Eckpunkte für eine gesetzliche Verankerung der Suizidprävention
Offener Brief an die Abgeordneten des Deutschen Bundestages
1.6.2022: An die Abgeordneten des Deutschen Bundestages
Die Organisationen und Fachgesellschaften der Suizidprävention sowie der Hospizarbeit und Palliativversorgung fordern eine umfassende gesetzliche Verankerung der Suizidprävention im Rahmen eines Suizidpräventionsgesetzes in Verbindung mit dem weiteren Ausbau der Hospizarbeit und Palliativversorgung.

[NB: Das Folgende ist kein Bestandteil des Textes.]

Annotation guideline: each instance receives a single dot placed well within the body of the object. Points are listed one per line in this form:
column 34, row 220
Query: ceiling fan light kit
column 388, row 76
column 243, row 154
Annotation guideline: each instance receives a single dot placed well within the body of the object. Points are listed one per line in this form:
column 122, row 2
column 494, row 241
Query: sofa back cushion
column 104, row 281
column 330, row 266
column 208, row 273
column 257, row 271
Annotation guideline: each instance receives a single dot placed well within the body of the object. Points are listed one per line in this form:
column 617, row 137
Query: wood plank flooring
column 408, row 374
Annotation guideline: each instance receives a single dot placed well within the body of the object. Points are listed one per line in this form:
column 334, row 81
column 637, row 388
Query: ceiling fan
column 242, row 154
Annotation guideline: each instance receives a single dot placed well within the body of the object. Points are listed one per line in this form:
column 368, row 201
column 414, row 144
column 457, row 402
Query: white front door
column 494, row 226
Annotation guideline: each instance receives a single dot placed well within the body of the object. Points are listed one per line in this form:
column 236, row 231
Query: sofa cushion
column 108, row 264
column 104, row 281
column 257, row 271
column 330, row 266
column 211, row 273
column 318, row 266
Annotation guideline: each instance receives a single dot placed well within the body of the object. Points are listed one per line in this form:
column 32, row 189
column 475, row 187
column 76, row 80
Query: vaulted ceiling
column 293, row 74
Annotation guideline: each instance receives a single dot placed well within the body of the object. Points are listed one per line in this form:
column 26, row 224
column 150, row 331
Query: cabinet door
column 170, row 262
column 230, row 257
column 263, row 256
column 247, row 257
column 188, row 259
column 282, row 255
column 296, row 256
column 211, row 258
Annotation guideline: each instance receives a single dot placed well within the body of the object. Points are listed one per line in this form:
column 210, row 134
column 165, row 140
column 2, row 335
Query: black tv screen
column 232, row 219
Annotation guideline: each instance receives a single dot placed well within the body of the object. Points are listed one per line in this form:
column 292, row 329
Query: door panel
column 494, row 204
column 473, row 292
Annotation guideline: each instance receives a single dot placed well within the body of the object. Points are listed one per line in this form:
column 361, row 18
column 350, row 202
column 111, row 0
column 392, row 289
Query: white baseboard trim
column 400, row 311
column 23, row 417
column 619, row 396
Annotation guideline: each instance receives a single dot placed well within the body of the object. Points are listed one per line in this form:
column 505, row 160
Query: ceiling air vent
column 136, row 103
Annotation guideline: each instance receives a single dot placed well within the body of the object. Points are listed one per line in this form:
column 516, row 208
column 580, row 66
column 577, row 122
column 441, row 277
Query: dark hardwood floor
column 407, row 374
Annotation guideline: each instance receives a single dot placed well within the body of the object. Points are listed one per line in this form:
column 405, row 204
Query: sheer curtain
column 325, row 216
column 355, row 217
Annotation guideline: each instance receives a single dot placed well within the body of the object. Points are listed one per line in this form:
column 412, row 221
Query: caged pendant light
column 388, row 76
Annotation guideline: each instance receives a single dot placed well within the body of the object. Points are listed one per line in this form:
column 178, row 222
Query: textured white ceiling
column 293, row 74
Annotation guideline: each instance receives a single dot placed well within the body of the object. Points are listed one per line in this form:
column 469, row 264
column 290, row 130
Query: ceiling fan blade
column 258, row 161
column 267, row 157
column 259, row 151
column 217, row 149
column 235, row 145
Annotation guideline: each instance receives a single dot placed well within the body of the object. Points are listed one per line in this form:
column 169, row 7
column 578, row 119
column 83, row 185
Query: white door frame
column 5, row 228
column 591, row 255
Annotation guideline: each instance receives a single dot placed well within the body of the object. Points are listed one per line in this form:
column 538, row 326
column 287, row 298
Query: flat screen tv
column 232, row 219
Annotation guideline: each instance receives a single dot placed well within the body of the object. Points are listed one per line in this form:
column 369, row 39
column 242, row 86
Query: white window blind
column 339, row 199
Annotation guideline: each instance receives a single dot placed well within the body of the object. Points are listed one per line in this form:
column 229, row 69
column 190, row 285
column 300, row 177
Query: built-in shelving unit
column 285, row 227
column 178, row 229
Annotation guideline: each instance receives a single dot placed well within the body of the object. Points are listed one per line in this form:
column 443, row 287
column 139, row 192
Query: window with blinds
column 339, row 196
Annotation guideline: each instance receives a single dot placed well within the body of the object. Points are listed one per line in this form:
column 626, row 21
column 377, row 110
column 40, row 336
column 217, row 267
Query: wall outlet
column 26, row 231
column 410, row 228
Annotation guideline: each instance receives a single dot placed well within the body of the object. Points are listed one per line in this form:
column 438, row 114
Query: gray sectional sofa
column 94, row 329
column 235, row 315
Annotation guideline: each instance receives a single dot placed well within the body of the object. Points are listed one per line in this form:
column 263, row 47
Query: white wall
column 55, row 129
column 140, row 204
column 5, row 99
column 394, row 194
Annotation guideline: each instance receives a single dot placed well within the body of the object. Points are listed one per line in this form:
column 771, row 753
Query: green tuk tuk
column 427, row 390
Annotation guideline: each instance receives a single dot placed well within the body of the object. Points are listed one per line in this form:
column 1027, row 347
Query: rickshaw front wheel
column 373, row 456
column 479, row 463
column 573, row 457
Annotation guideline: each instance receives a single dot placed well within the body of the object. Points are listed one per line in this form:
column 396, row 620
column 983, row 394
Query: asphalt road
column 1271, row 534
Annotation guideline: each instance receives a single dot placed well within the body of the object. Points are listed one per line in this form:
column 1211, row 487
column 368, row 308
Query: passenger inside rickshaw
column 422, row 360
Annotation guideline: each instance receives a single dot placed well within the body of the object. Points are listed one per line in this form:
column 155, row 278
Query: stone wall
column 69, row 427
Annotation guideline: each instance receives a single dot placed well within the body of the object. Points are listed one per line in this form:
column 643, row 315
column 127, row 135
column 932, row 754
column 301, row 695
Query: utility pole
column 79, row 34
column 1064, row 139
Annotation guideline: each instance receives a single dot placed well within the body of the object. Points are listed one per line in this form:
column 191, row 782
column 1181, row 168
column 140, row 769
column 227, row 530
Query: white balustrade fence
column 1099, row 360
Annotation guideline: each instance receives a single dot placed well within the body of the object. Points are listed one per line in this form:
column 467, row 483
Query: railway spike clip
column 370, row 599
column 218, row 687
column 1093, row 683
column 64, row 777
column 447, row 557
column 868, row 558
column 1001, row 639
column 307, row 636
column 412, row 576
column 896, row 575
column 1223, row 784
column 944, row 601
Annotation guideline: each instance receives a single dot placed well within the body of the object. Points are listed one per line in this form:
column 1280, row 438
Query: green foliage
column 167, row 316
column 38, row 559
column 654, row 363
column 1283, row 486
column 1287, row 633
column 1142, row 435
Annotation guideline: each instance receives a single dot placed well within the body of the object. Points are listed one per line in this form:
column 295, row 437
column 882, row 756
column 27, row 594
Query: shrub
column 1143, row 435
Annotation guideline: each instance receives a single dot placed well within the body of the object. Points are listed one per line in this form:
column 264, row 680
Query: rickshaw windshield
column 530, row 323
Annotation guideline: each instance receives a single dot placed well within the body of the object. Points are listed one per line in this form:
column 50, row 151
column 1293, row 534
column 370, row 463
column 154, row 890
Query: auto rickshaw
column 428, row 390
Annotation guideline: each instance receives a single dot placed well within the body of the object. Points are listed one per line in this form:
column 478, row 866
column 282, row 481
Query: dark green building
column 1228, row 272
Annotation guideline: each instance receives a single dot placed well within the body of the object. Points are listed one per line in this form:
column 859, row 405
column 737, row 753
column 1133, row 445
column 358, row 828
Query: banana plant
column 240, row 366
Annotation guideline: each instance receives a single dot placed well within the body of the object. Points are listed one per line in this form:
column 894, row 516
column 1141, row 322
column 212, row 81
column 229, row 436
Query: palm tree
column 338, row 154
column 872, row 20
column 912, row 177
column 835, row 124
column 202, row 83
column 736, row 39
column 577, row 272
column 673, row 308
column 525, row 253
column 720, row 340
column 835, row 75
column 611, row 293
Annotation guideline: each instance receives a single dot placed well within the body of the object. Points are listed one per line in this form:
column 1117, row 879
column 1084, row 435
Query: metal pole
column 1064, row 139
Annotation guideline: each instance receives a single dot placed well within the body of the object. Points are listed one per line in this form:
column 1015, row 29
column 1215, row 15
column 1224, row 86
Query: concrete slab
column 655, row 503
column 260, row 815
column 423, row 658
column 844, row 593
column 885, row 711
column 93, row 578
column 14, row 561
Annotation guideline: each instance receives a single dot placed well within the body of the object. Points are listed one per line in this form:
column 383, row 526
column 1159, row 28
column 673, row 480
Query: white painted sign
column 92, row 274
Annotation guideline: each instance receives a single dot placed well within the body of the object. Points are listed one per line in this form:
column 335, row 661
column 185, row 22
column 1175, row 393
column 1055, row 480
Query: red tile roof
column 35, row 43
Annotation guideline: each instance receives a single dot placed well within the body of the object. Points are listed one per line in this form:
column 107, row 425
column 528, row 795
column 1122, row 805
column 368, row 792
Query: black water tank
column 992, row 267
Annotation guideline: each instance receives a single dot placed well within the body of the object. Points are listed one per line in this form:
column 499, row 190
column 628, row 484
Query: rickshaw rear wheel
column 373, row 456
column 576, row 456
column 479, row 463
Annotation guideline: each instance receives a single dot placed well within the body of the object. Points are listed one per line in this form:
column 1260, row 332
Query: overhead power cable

Im Bundestag werden derzeit Gesetzesentwürfe eingebracht und diskutiert, welche die Unterstützung beim Suizid regulieren sollen. Nach dem Urteil des Bundesverfassungsgerichts (BVerfG) zum § 217 StGB imJahr 2020 sehen wir es als Aufgabe des Gesetzgebers an, vor allem ein Schutzkonzept für Menschen mit Suizidgedanken zu entwickeln und für die Umsetzung des Konzepts zu sorgen. Die Hilfe zur Unterstützung in suizidalen Krisen und die Angebote der Hospizarbeit und Palliativversorgung müssen leichter zugänglich sein als die Hilfe zur Selbsttötung.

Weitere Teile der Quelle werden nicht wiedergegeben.